Sejak tahun 2008 tuk Nasir sudah bergelut dengan kerasnya hidup di kota bertuah mulai dari buruh kasar membuat paving block, memulung barang bekas dan sekarang ia berjualan kacang dan buah dengan keuntungan yang tidak seberapa banyak.

Ketika di tanya kenapa tidak mengemis ia sontak menjawab "saya masih sehat,masih sanggup utuk berusaha menghidupi saya dan istri'', bahkan ia merasa sedih melihat orang orang orang yang masih lebih muda dan lebih kuat darinya memilih pergi ke jalanan untuk menengadah tangan di lampu merah dan ke rumah rumah warga.

Baginya sebisa mungkin jangan meminta jika itu bukan hak kita, meskipun itu hak kita, berikanlah kepada yang lebih berhak jika kita tidak terlalu membutuhkanya.
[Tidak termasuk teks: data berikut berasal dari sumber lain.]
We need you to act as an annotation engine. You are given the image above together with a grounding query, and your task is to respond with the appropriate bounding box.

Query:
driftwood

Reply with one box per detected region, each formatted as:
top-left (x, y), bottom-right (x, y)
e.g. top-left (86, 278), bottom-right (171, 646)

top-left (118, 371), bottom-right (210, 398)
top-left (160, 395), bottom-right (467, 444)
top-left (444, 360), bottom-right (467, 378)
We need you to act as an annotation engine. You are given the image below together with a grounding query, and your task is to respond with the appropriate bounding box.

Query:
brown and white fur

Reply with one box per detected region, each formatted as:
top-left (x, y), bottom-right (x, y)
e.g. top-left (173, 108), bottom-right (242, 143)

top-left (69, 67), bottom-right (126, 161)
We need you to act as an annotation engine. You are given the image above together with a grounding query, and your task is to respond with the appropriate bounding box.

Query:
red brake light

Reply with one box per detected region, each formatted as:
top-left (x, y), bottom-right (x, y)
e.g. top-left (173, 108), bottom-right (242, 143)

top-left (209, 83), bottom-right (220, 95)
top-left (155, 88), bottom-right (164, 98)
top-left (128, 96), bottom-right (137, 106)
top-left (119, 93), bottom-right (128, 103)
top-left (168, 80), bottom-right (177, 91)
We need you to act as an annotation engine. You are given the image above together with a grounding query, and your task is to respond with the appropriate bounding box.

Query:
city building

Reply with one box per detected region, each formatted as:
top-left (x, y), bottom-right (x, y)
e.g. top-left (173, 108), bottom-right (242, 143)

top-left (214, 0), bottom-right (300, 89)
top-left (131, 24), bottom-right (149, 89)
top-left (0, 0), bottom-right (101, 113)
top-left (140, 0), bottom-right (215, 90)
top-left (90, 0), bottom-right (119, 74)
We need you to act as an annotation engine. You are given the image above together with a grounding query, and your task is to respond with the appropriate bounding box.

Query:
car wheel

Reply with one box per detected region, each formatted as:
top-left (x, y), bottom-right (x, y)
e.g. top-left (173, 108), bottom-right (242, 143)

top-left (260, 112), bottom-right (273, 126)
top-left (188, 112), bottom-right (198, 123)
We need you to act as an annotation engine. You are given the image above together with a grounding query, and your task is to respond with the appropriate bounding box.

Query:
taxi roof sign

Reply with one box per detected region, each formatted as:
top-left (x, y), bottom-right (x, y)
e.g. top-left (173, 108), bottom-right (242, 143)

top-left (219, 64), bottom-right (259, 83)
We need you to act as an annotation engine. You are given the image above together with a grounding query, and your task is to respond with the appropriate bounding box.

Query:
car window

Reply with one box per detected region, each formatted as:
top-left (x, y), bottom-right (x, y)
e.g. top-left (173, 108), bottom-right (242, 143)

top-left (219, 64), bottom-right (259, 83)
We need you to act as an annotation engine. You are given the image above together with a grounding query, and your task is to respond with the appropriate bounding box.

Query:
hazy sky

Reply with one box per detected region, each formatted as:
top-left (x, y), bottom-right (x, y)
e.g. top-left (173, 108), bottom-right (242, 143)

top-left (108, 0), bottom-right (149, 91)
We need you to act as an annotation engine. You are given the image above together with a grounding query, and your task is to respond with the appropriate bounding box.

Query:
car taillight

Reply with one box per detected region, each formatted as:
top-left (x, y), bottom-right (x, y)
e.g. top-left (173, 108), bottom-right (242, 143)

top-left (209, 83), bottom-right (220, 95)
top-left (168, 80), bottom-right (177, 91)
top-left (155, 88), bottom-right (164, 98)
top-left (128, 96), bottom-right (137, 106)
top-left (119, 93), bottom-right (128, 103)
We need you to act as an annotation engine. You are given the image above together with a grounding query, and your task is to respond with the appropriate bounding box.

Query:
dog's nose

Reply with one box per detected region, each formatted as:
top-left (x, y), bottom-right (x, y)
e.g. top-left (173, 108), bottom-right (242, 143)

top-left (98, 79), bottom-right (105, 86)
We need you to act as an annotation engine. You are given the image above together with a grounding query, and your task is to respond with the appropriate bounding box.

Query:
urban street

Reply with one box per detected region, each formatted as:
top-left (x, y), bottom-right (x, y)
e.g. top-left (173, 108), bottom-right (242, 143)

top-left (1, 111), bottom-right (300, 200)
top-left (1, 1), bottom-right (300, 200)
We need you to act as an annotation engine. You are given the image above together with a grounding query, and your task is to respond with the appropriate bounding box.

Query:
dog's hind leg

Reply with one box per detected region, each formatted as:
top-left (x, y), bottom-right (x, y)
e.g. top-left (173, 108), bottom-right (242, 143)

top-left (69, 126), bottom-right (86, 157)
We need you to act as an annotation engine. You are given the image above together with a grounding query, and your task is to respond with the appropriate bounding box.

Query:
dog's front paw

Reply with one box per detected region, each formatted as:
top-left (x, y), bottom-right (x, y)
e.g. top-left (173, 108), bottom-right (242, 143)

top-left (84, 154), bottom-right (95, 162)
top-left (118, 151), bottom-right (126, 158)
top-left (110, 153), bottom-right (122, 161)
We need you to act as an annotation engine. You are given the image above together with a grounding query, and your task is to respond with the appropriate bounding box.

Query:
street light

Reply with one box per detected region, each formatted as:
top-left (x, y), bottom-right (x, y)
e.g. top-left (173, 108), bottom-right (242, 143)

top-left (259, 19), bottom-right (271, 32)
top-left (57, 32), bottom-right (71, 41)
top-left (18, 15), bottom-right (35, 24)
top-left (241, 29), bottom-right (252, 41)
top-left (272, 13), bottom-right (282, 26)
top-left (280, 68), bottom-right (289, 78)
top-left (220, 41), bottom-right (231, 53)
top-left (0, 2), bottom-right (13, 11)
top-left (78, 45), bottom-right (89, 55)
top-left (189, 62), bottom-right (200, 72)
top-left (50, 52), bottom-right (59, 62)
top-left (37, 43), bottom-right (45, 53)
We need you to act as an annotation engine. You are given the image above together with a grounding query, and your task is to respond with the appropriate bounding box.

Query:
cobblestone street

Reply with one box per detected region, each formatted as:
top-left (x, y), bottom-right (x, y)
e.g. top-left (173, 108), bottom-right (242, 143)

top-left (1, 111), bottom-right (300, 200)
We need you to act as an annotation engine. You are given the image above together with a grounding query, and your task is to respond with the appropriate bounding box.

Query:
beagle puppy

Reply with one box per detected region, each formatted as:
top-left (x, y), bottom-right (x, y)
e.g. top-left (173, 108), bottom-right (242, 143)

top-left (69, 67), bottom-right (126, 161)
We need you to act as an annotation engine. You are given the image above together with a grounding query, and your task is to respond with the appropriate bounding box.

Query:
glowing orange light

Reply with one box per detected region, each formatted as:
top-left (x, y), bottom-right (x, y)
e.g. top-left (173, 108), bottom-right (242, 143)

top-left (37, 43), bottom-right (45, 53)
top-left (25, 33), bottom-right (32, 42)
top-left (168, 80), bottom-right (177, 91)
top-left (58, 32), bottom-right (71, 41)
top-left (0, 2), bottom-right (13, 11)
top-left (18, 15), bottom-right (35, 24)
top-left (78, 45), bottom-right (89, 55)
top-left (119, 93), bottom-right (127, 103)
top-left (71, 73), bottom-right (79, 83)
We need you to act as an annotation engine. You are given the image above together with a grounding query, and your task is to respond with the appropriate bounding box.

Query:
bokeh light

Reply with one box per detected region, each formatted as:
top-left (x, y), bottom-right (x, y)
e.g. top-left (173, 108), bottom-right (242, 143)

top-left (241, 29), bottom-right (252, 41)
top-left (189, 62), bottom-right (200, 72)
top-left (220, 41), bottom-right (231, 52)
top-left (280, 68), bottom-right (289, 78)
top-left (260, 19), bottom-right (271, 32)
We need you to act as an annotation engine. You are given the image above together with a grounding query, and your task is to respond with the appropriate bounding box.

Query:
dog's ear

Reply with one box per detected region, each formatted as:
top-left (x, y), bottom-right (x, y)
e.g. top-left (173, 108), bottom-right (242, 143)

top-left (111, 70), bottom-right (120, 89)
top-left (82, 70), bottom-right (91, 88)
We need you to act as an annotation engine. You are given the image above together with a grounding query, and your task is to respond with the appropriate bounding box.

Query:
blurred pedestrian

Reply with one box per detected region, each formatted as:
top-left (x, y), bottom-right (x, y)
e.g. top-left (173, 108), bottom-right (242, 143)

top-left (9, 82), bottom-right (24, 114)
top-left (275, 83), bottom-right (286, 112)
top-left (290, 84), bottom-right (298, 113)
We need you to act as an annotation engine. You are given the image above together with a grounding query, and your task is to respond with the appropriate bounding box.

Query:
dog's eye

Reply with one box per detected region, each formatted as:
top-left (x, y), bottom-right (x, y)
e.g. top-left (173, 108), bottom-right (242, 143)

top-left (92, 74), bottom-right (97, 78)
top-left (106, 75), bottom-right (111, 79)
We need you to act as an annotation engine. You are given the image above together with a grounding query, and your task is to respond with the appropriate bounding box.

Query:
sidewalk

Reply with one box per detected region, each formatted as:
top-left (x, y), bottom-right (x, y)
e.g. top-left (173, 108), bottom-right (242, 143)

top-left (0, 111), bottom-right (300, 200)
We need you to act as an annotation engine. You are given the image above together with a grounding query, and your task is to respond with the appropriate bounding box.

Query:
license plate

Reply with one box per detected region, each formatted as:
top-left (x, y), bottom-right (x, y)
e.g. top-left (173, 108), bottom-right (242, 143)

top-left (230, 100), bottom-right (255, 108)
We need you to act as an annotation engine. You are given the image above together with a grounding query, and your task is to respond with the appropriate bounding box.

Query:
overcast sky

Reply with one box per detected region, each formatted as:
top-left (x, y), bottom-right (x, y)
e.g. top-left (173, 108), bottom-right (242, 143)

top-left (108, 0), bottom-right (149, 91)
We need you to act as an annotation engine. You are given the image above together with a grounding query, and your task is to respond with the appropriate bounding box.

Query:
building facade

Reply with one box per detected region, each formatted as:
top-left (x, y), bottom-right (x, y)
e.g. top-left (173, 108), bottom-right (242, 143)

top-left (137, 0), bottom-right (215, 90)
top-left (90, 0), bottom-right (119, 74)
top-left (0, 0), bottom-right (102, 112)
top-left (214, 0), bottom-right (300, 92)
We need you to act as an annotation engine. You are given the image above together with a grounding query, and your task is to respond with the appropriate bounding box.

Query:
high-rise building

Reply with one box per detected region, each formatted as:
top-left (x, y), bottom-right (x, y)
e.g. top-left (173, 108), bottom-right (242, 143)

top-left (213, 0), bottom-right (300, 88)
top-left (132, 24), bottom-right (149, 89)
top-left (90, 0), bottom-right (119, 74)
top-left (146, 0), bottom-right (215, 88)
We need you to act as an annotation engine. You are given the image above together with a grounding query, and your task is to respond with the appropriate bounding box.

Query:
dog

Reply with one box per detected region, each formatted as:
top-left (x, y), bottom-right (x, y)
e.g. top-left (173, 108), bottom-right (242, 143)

Sunguh bagai mutiara di tengah kubangan lumpur, di saat keterbatasan ruang dan ekonomi mengikat urat urat kehidupanya, kakek berusia 67 tahun itu masih dapat befikir lebih jernih dari air minum dalam kemasan dan tetap peduli kepada sesama.

Tapi sebagai rakyat yang juga ingin di perhatikan pemerintah, ia memendam harap kepada pemerintah terlebihnya kepada walikota terpilih agar di kemudian hari akan di adakanya bantuan modal usaha untuk masyarakat yang tak memiliki barang untuk di tukarkan menjadi modal usaha seperti keluarganya, syukur syukur kalo di kasih tempat tinggal yang lebih layak katanya.
Selama ini ia hanya menumpang dan berjualan cemilan dan buah alakadarnya, jadi penghasilanya juga alakadarnya, ya begitulah kehidupan keluarga kecil kami ini kata tuk Nasir sambil tersenyum penuh harap.

Tuk Nasir juga berpesan kepada saya dan teman teman dari Pondok Kreatif untuk jangan pernah mengeluh karna mengeluh itu sama saja dengan memperberat langkah kita untuk terus berjuang melewati ujian hidup yang tuhan berikan, kalian masih muda dan masih mempunyai banyak harapan untuk menjadi orang yang lebih baik dari atuk, kalian harus terus belajar dan belajar, belajar lah dari pengalaman orang lain karna pengalaman adalah gurunya kehidupan.


Pergunakan ilmu yang kalian dapat di sekolah sebaik mungkin dan jangan lupa untuk selalu ikhlas menolong sesama, jangan pernah berhenti untuk berusaha nak katanya. Sontak suasana rumah tuk Nasir pun menjadi haru, saya dan teman teman seolah berat untuk berpamitan. Namun karna waktu sudah menunjukkan pukul 23:40 wib kami pun berpamitan sembari menahan sendu.